(Con la colaboración especial de Fidel Alejandro Rodríguez)
Para muchos jóvenes el desfile del 16 de abril no comenzó a las 8 de la mañana, sino en la madrugada, cuando montones nos congregamos en el estadio universitario Juan Abrantes, en las becas, en casas amigas o simplemente en el acogedor muro del Malecón, a la espera de la hora señalada. Como siempre sucede en estos casos, la vigilia devino en poco sueño y mucho jolgorio, y a las cinco de la mañana, cientos de estudiantes empezamos a llenar discretamente la calle 3ra., que nunca había estado tan universitaria.
Finalmente dieron las 8 de la mañana y comenzó un desfile militar que a los presentes nos sonó lejano, algo que salía en la radio pero que no vivíamos. Sufrimos el dilema del que se sabe parte de algo hermoso pero que no puede estar a la suficiente distancia como para admirarlo. Con la esperanza puesta en las futuras retransmisiones, subimos lentamente por la calle Paseo, mezclándonos indisolublemente los jóvenes, los viejos, los estudiantes, los obreros, en esa inequívoca amalgama llamada pueblo.

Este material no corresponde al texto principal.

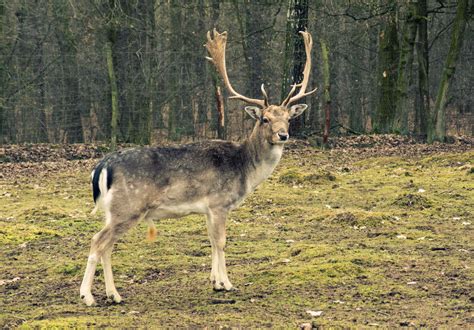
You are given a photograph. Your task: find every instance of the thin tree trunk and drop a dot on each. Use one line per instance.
(437, 129)
(297, 20)
(405, 65)
(422, 111)
(113, 94)
(327, 88)
(387, 73)
(220, 113)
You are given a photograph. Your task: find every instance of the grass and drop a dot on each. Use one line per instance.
(381, 241)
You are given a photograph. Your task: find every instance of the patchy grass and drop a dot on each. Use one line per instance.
(381, 241)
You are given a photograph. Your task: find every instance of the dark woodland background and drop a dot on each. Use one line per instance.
(135, 71)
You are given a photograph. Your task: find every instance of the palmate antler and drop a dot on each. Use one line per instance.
(215, 45)
(308, 44)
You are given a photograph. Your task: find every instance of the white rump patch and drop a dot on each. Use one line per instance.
(101, 200)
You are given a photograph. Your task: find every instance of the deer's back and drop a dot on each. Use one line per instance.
(175, 181)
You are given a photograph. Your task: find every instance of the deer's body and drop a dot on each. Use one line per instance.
(210, 178)
(177, 181)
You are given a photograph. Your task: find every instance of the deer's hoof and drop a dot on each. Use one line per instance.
(88, 299)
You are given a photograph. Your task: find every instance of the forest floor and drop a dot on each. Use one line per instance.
(377, 231)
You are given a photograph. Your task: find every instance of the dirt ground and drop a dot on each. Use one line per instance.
(376, 231)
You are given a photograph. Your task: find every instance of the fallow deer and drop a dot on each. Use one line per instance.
(210, 178)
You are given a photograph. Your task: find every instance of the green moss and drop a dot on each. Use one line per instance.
(301, 242)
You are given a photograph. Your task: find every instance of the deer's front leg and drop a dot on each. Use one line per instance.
(216, 228)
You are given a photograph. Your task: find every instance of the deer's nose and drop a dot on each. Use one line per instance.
(283, 136)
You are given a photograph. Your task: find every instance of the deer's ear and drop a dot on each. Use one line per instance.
(254, 112)
(297, 110)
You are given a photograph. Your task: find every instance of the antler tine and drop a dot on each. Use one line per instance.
(292, 91)
(308, 44)
(265, 95)
(215, 46)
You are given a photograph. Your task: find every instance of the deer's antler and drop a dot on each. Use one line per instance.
(308, 44)
(215, 45)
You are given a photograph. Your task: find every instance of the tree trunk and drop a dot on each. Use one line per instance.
(387, 73)
(113, 94)
(327, 88)
(405, 65)
(297, 20)
(220, 113)
(422, 111)
(437, 128)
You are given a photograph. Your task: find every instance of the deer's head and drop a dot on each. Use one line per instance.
(272, 120)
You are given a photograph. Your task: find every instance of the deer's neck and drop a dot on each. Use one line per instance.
(262, 157)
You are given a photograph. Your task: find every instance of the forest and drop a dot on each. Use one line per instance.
(135, 71)
(363, 219)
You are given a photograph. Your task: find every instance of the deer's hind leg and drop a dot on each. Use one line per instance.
(216, 220)
(101, 249)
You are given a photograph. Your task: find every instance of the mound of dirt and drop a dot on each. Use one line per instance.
(413, 201)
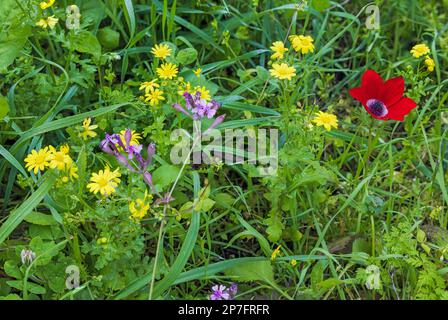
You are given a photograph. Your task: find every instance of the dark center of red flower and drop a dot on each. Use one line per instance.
(377, 108)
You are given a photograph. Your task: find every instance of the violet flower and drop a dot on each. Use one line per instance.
(197, 108)
(123, 151)
(219, 293)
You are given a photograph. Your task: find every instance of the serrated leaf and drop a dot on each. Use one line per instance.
(40, 219)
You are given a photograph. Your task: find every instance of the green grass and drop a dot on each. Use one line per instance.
(369, 193)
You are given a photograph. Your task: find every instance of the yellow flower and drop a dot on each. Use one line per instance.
(167, 71)
(38, 160)
(302, 43)
(197, 72)
(104, 182)
(45, 5)
(65, 148)
(327, 120)
(205, 94)
(184, 87)
(161, 51)
(60, 160)
(419, 50)
(88, 129)
(282, 71)
(140, 207)
(154, 97)
(279, 49)
(149, 85)
(275, 253)
(48, 22)
(135, 137)
(430, 64)
(71, 173)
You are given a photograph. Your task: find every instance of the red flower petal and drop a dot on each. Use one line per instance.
(400, 109)
(392, 91)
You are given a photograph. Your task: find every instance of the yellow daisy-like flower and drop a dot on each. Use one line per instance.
(38, 160)
(59, 160)
(140, 207)
(45, 5)
(197, 72)
(275, 253)
(135, 137)
(302, 43)
(282, 71)
(154, 97)
(205, 94)
(430, 64)
(161, 51)
(279, 50)
(49, 22)
(87, 129)
(327, 120)
(167, 71)
(71, 174)
(104, 182)
(149, 85)
(419, 50)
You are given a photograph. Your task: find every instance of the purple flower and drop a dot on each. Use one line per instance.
(200, 108)
(219, 293)
(133, 150)
(123, 152)
(233, 289)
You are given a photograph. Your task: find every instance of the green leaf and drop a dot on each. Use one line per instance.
(361, 245)
(11, 296)
(17, 215)
(86, 42)
(320, 5)
(165, 175)
(32, 287)
(186, 56)
(4, 106)
(40, 219)
(109, 38)
(12, 270)
(275, 227)
(10, 158)
(252, 271)
(11, 43)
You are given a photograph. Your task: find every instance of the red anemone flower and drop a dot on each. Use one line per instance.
(383, 100)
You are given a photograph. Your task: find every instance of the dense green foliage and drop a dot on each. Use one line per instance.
(356, 212)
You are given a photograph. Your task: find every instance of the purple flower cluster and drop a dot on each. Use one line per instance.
(197, 108)
(124, 152)
(221, 292)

En algún punto de la marcha, como encantadas por un misterio superior, miles de cabezas se alzaron convocadas por el sonido próximo de unos fugaces aviones; algunos incluso nos afanamos en perseguirlos con la mirada, reminiscencias de infancias aún no acabadas. El sol golpeaba en una mañana que se corría a paso de consignas en defensa del socialismo, pancartas y originales iniciativas en manos del pueblo convocado. Y sin saberlo, llegamos hasta la cima, junto a esa Plaza de la Revolución que tantas veces y por tantas razones nos ha citado. Veloces pasamos junto a la tribuna, emocionados pero concientes de que lo mejor quedó atrás, en la marcha infinita que rememora el día en que, medio siglo atrás, una isla de intrépidos inconformes, decidió adentrarse sin retorno en el camino de la libertad plena del hombre.